I just made those up, but tell me it ain’t the truth?
Speaking of teachers, can we take a moment and recognize how awesome teachers are? My great-grandmother was a beloved teacher and people still stop our family to make mention of their days in the classroom with Mrs. Raye, even though that was four and five generations of people ago.
That’s impact.
So, teachers, I hope you’ve got a beach chair and an umbrella drink waiting on you next Friday come three o’clock. You gosh dang deserve it.
The other thing this time of year makes me think of is summer jobs.
Do you remember your first job?
Year after year, I heard about how much money high school and college kids were making by working in the tomato industry near my hometown. Our area was known as the tomato capital, producing a fine yearly crop of Bradley County Pink Tomatoes.
My Dad, his brother, and his cousins had grown up working in the tomato industry as teens and he relayed pretty emphatically that it was hard and hot work. But I was determined (read: hardheaded) and insisted. He called a tomato farmer friend of his and asked if they had a spot for me.
I’m sure prayers were said by all. Mainly the farmer hoping his friendly favor wasn’t the beginning of the end of his tomato farming endeavors.
I think they had a secret bet on how long I’d last, but I was determined to outlast any shortsighted bet by people who clearly didn’t know what I was made of.
The night before, I made my lunch and set my alarm. 5:00 a.m. is early timekeeping for a teenager. But I was on time and optimistic.
I took my place on a wooden stool, under an open-air shed made of locally-sourced lumber and a rusty tin-roof. There were a couple of unsophisticated conveyor belts and piles of tomatoes. In automated form, tomatoes kept coming and I kept culling.
There were three grades and a “don’t even feed this to goats” pile. One is perfect, two is almost perfect, and three is wonky but edible. In hindsight, it wasn’t a bad way to earn some money, but for a creative teenager with annoyance for boredom – it was agony.
I moved over to the packing ladies, who were surrounded by towers of boxes full of tomatoes they’d just packed. Packing was accomplished by taking a waxy square of branded and protective paper and wrapping it around each tomato, before placing it inside the box. Easy peasy, right?
Wrong.
It was ‘Schlemiel’ and ‘Schlimazel’ Laverne and Shirley style.

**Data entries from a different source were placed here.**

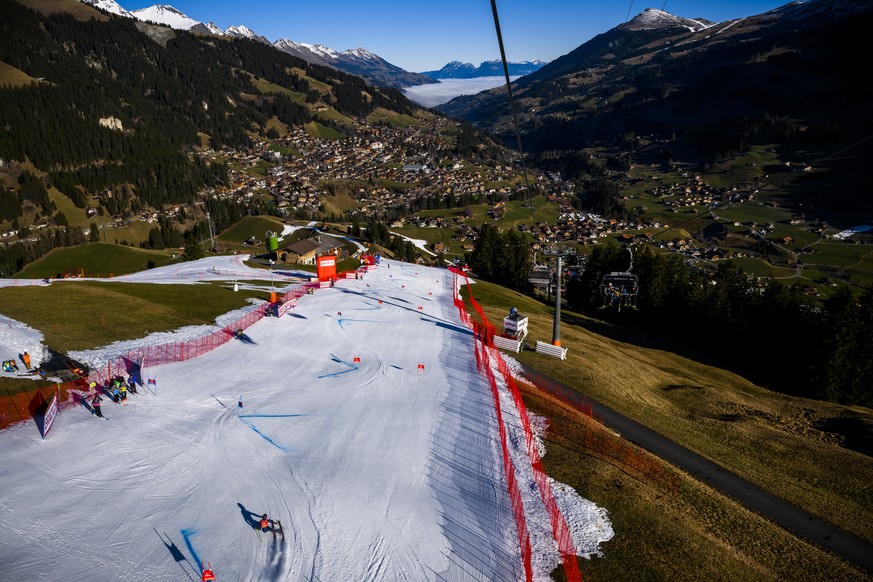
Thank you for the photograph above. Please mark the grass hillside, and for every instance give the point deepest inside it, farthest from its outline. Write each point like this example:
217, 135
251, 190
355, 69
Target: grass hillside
798, 449
96, 259
13, 77
250, 227
80, 315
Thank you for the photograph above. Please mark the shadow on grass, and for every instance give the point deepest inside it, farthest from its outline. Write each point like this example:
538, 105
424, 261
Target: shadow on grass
857, 432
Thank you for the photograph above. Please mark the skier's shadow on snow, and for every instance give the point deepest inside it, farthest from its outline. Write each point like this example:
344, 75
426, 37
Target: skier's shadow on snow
239, 335
253, 519
177, 554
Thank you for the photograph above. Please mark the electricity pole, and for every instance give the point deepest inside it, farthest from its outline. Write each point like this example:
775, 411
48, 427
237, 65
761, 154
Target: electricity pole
558, 251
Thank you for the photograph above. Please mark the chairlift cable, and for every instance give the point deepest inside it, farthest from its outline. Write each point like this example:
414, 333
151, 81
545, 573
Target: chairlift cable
511, 98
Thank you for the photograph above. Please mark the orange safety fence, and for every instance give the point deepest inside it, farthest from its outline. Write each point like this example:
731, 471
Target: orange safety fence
22, 406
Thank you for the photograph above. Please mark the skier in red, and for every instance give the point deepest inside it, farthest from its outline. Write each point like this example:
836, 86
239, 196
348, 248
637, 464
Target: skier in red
96, 405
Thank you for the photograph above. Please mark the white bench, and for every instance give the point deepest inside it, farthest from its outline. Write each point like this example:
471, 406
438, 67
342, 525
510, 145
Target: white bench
550, 350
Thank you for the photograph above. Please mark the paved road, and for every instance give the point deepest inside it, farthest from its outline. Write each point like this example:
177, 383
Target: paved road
788, 516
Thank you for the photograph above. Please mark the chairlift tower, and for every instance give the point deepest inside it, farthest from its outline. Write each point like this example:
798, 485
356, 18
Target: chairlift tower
559, 251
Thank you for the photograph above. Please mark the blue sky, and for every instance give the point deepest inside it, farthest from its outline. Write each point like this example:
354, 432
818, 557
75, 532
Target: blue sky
419, 36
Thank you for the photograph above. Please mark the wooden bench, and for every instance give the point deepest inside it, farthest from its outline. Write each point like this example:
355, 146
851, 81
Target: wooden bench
550, 350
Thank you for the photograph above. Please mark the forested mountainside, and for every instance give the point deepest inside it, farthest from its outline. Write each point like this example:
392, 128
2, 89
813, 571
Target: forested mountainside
159, 93
788, 76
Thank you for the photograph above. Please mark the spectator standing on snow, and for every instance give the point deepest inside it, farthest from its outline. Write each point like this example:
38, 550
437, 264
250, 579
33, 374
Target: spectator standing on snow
96, 404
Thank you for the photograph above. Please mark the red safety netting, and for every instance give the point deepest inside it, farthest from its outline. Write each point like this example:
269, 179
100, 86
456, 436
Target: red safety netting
23, 405
484, 334
508, 467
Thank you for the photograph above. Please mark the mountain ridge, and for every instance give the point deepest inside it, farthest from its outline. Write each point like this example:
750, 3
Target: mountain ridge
357, 61
459, 70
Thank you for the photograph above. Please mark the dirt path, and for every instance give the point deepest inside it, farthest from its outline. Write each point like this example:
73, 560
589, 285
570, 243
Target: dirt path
786, 515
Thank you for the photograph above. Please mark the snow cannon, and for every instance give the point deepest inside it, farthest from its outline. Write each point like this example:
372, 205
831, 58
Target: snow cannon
272, 241
515, 325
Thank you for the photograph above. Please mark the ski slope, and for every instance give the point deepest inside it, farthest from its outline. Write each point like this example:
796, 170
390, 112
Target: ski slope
365, 428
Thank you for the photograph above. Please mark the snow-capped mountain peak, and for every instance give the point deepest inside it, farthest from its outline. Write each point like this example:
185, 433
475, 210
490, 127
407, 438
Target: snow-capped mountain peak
213, 28
164, 14
653, 19
360, 53
321, 50
240, 31
110, 6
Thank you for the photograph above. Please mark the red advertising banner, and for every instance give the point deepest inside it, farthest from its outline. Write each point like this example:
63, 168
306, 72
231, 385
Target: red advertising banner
326, 269
50, 414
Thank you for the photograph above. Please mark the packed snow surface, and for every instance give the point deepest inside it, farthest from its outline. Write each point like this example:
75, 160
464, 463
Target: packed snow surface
364, 427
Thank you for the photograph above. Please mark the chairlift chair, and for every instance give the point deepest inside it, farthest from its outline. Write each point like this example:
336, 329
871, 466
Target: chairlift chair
619, 289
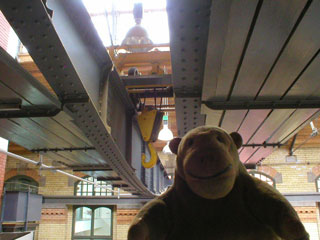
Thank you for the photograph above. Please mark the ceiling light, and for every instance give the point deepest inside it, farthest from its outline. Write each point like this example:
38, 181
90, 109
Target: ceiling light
166, 149
165, 133
137, 35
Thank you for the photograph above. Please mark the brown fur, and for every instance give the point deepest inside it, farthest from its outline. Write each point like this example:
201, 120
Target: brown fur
218, 200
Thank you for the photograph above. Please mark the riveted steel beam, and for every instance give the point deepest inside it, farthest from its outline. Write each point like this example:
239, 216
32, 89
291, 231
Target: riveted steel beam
72, 58
245, 105
189, 26
151, 81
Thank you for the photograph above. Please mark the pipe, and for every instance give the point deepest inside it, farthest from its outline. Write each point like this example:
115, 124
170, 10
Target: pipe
54, 169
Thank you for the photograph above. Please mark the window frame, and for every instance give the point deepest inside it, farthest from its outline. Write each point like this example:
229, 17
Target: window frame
264, 174
92, 236
93, 188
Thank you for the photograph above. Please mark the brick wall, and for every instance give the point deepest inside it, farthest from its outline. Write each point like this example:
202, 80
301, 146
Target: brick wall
297, 177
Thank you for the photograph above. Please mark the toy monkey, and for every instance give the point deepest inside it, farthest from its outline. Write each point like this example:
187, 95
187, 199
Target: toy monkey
214, 198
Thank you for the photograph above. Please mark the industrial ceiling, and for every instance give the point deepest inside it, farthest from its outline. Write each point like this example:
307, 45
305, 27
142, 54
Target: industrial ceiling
252, 65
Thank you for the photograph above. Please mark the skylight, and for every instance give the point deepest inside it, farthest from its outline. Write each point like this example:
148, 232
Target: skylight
120, 19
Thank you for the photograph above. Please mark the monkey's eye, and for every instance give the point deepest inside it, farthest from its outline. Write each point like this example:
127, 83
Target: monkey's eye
220, 139
190, 142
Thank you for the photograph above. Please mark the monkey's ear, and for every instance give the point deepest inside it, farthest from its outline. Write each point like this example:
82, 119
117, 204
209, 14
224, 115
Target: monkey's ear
174, 144
237, 139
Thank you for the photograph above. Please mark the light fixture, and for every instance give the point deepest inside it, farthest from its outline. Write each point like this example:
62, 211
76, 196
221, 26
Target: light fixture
165, 133
137, 35
166, 149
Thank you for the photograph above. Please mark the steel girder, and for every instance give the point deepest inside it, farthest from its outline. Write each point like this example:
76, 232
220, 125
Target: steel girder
74, 61
189, 23
279, 104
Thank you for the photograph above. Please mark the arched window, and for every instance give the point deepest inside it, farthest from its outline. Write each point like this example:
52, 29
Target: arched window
263, 177
88, 189
21, 183
92, 223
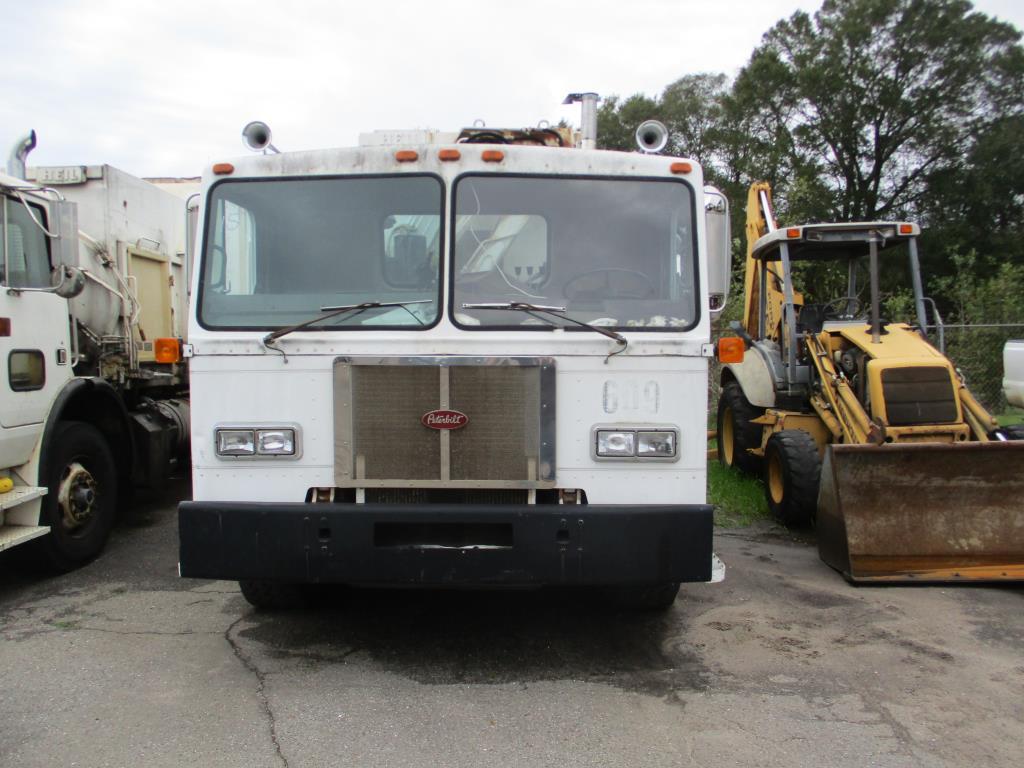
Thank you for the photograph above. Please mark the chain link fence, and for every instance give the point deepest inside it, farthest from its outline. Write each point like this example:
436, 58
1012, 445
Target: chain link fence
975, 350
977, 353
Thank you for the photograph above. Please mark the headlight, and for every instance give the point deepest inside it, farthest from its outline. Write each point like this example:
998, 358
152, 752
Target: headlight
615, 442
656, 443
274, 441
236, 442
648, 442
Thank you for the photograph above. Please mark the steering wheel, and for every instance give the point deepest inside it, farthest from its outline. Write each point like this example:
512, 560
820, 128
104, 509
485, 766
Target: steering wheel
643, 285
844, 307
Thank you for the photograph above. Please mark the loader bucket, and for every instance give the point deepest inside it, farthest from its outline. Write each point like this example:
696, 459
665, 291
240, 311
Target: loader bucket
924, 512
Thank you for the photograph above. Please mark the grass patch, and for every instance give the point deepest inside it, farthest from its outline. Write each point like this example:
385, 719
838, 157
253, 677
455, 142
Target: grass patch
738, 499
1011, 416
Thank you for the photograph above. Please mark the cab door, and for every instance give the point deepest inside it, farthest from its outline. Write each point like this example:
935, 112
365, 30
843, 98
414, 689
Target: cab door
35, 354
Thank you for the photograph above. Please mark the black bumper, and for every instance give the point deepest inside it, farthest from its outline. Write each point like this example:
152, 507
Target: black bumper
445, 545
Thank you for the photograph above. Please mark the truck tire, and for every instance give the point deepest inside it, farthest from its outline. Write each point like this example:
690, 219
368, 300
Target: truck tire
652, 597
792, 476
735, 433
82, 496
270, 595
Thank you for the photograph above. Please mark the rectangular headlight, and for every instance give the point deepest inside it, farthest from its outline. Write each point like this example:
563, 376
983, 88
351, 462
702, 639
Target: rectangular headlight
615, 442
275, 441
659, 443
236, 442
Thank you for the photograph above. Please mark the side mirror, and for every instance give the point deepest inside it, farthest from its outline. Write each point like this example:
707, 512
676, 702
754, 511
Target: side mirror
69, 282
408, 263
719, 239
64, 221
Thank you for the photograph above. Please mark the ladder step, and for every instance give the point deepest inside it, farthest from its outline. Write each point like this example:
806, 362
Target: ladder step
20, 495
11, 536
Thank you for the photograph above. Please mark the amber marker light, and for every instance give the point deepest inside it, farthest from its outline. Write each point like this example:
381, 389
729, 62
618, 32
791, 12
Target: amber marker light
730, 349
167, 350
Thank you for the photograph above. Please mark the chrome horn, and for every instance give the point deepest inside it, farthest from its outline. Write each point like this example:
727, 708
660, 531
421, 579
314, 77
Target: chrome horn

You see, workers were paid by the box, so the faster you wrapped and packed, the more you were paid. When you’re working to keep your lights on, you have more incentive and gumption than an overconfident teenager in need of some pocket change and a wallop to the ego. Those ladies made me look like a clumsy seal trying to play the piano.
I tried. Oh, how I tried to keep up. But by the end of my one and only week, my hands were covered in blisters and I’d lost several pounds from sweating for 8 or 9 hours a day under a 110-degree farm shed.
I’d go on to work many other jobs like selling beer in Destin, waiting tables at a sports bar until 2 a.m., selling advertising for a business paper and clothing at an Orvis dealer, and this and that and a little of everything in between.
I’ve learned something valuable from every job I’ve had, but none of ‘em taught me the things I learned in that one week: 1) Respect for people who work hard for a livin’; 2) everybody is important and their efforts are valuable and needed; 3) pay closer attention in school.
So when you head out to the beach or around town this summer and a young kid gets your order wrong or takes too long to do something, try and remember that summer jobs aren’t just a way to make money.
A summer job is an opportunity for the village to teach the child what a parent can’t always impart, especially to a hardheaded kid who thinks she’s cut out to work in tomatoes.